Learn data science and machine learning by building real-world projects on Jovian

Analysify

Have you ever analysed your Spotify Playlist? Not? Try it out!

But first you will need to create credentials on the Spotify Developers Website.

Go to Spotify Developers Dashboard, login with your own Spotify Account and create a new "App".

Then go to the top right corner and click on "Edit Settings" and change the "Redirect URIs" to http://localhost.

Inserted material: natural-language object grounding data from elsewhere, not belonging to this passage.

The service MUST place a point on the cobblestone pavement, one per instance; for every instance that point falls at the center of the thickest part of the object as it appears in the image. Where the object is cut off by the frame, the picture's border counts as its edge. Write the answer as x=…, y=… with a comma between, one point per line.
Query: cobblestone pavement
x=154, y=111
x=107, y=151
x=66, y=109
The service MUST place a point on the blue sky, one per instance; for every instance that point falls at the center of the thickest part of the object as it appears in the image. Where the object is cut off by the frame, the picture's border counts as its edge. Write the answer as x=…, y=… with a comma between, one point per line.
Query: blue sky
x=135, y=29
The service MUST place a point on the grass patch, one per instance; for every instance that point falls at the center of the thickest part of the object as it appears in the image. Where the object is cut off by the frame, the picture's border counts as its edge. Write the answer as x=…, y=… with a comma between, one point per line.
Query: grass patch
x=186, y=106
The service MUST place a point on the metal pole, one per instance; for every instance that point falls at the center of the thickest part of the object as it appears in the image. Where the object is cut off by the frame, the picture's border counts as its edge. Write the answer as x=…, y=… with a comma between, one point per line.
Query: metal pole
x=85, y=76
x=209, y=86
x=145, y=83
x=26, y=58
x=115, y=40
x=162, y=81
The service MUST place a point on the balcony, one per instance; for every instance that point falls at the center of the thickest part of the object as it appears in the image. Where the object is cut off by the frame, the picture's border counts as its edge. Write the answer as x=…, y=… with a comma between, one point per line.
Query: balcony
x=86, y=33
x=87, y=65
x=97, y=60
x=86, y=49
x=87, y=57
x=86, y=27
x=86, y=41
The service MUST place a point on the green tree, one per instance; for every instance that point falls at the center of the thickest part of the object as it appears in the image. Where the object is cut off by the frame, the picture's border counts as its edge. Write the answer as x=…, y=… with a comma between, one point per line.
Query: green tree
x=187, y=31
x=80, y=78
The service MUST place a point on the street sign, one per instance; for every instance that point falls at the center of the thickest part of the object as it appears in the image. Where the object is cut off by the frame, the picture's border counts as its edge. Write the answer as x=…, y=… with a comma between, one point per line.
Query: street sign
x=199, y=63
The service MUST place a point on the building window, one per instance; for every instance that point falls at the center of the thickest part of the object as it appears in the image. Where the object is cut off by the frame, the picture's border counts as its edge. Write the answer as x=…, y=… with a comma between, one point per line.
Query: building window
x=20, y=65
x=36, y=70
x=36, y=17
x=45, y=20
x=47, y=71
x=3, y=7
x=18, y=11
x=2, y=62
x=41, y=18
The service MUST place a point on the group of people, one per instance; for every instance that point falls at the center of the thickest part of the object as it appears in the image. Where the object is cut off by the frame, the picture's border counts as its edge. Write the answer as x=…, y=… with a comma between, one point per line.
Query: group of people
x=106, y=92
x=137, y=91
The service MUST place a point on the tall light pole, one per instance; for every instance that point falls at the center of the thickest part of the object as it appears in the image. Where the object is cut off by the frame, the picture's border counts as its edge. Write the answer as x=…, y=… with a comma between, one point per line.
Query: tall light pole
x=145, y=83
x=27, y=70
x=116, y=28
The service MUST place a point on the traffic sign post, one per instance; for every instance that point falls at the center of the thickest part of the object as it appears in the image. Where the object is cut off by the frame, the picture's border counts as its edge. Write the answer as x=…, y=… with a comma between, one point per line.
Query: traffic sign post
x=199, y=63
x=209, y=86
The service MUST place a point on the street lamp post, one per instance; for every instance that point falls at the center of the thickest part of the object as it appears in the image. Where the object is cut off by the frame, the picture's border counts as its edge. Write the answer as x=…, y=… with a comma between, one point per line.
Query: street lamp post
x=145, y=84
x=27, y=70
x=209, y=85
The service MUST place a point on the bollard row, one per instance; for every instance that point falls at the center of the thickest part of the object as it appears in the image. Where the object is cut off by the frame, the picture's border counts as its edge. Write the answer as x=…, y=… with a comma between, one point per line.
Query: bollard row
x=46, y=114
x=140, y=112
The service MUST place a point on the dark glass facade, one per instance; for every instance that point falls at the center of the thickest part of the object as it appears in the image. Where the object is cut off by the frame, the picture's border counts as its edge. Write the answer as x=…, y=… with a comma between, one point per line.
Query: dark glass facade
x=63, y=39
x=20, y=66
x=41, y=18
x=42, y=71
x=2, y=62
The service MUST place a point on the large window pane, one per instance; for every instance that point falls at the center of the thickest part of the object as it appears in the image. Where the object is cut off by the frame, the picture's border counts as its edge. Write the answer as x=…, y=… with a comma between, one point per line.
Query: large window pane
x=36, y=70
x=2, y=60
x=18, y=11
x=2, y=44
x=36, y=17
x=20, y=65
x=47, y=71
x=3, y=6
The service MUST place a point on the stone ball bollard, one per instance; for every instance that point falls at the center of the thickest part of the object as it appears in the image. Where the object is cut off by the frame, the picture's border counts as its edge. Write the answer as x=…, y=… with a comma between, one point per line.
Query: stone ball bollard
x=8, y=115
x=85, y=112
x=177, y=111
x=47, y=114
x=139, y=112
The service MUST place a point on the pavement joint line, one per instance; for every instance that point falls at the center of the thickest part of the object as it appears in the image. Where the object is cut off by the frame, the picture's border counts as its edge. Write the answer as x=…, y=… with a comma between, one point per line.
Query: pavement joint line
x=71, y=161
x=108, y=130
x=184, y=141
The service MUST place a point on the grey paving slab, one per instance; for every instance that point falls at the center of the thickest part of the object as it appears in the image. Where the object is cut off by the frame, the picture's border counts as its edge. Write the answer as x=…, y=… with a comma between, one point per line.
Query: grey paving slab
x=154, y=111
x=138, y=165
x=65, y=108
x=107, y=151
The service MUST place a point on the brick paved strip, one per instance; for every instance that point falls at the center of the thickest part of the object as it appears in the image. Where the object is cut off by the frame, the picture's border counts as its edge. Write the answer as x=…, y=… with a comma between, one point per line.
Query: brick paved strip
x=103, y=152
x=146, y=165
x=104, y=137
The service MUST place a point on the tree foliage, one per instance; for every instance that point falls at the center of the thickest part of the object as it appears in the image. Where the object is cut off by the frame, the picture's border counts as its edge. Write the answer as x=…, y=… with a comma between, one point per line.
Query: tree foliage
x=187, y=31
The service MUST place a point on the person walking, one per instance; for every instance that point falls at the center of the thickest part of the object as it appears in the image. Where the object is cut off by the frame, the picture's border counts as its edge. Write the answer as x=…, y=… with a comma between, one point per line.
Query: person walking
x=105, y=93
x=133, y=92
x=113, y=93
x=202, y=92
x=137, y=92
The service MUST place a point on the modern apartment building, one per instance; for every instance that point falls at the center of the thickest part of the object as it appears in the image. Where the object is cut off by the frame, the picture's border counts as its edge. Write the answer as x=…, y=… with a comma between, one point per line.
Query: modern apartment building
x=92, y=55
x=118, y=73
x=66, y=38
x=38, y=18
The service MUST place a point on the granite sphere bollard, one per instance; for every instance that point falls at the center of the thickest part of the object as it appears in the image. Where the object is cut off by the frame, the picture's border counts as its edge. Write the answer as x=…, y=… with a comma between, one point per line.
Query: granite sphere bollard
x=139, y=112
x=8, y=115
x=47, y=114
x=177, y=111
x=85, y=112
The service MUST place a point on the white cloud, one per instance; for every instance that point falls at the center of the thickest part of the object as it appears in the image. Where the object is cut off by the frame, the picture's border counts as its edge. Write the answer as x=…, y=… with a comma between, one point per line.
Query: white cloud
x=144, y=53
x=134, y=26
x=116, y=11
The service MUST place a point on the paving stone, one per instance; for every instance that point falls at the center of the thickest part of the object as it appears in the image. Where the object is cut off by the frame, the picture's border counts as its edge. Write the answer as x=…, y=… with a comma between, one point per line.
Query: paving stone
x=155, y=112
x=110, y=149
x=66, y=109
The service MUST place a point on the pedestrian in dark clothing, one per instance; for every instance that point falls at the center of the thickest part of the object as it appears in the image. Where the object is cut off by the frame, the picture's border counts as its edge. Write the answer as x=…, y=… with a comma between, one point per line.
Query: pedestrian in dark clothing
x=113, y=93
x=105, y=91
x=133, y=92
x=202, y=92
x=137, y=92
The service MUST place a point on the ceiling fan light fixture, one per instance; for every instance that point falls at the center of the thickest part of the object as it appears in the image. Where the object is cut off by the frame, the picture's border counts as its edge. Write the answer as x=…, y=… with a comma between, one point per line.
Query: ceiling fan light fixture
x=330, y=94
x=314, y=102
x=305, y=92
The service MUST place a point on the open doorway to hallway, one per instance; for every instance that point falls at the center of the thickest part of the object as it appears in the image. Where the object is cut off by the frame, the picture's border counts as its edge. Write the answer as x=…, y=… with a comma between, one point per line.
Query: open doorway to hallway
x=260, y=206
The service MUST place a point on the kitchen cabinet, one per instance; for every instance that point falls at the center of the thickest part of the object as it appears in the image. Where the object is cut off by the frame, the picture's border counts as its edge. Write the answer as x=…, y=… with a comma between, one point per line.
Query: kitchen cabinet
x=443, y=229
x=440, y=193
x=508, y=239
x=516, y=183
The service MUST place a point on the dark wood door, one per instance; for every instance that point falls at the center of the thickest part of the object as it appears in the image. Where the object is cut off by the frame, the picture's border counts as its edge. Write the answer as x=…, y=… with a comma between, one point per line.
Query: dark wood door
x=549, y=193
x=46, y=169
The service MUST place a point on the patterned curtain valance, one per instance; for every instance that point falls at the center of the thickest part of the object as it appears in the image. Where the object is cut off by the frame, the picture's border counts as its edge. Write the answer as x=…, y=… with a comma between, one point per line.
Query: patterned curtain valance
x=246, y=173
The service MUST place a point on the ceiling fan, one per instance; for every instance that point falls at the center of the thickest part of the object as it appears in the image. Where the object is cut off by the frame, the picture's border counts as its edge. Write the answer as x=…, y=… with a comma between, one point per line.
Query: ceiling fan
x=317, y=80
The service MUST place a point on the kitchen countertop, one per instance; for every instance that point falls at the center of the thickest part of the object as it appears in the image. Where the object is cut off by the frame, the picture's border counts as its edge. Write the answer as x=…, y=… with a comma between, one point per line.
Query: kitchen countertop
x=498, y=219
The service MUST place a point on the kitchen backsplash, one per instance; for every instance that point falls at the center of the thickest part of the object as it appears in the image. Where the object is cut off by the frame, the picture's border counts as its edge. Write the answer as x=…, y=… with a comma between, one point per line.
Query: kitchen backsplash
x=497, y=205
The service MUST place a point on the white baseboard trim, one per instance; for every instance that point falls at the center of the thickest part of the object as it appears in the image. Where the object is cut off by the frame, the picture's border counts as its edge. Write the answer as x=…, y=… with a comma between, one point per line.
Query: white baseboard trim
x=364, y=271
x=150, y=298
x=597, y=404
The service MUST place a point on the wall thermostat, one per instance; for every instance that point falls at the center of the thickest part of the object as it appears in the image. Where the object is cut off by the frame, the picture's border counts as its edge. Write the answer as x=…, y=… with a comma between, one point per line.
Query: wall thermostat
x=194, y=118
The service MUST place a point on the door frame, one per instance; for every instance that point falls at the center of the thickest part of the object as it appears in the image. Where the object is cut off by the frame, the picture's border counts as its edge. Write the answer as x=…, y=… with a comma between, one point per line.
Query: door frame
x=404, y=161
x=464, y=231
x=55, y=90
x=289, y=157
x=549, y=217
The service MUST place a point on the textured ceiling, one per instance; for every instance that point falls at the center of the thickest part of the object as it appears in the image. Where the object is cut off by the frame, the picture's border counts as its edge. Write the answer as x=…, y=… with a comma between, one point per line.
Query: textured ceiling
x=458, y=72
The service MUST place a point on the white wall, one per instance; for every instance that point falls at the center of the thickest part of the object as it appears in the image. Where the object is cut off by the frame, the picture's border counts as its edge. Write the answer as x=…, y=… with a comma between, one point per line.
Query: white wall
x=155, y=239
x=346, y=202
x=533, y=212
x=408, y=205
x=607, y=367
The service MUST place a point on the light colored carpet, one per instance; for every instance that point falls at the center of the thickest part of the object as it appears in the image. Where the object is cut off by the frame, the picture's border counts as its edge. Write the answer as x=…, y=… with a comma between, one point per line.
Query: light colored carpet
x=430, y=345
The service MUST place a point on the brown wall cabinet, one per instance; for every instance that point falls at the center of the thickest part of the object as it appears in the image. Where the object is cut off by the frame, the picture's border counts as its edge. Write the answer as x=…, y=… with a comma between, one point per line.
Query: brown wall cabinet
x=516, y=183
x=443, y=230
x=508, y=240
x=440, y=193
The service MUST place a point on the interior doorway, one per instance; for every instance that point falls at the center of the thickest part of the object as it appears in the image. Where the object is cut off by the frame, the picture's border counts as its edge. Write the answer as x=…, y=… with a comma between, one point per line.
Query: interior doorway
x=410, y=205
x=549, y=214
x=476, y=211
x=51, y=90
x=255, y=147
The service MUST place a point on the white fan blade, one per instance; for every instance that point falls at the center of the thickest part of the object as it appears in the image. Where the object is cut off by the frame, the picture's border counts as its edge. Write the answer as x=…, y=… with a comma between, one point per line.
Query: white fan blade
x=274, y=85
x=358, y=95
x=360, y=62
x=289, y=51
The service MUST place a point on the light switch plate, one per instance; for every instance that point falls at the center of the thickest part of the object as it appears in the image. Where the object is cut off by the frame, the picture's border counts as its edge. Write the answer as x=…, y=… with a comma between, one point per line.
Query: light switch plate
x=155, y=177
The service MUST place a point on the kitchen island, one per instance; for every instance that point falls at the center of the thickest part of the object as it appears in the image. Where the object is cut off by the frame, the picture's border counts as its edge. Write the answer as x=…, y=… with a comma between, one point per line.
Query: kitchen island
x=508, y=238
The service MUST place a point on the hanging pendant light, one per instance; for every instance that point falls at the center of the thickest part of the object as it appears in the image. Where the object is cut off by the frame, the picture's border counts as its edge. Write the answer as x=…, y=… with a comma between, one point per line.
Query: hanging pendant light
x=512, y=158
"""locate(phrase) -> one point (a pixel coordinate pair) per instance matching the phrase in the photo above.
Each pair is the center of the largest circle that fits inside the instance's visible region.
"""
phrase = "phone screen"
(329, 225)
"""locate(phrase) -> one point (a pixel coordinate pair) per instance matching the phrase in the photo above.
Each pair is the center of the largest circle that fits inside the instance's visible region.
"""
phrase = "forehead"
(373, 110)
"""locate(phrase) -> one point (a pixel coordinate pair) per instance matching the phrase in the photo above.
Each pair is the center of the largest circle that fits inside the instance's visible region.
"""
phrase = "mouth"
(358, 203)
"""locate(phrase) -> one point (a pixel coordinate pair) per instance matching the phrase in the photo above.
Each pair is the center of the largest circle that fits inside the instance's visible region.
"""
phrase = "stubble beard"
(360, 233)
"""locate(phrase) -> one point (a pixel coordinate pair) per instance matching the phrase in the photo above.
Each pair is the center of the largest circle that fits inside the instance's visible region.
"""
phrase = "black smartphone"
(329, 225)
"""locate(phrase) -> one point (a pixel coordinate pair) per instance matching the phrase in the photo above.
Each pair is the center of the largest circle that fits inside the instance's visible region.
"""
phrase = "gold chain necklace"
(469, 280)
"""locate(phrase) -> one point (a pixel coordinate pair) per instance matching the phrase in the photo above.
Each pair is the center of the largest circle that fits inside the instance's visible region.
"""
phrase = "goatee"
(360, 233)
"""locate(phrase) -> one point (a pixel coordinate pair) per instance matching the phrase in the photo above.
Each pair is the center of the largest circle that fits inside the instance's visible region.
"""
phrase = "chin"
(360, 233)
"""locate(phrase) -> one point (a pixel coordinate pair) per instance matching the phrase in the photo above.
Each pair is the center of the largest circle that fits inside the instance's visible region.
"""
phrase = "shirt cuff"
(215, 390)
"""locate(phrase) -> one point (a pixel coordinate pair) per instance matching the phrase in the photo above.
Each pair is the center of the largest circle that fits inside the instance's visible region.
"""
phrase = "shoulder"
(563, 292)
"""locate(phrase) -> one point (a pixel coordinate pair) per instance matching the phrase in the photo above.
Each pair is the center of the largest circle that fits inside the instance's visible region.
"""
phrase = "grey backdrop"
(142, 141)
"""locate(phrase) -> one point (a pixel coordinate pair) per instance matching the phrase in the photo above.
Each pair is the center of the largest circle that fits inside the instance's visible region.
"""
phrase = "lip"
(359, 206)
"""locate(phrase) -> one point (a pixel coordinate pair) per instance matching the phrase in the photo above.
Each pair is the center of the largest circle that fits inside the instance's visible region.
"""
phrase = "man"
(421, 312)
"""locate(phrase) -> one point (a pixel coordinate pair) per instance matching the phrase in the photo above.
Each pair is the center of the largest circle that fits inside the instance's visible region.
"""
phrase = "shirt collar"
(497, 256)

On the left side you will find the "Client ID" and the "Client Secret", which you will need for the further code shown below.

Here in this project, we will compare two different Spotify Playlists with each other.

The first Playlist is a kind of Synthwave music, the second Playlist pure Classic.

Let's start with the code!

In [1]:
import json
import time
import spotipy
from spotipy.oauth2 import SpotifyOAuth
import matplotlib.pyplot as plt
import seaborn as sns
%matplotlib inline

Connect to the Spotify restAPI

Please insert your own credentials for the client_id= and the client_secret=, otherwise we won't be able to the the Playlist details.

In [2]:
sp = spotipy.Spotify(auth_manager=SpotifyOAuth(client_id="",
                                               client_secret="",
                                               redirect_uri='http://localhost',
                                               scope="user-library-read"))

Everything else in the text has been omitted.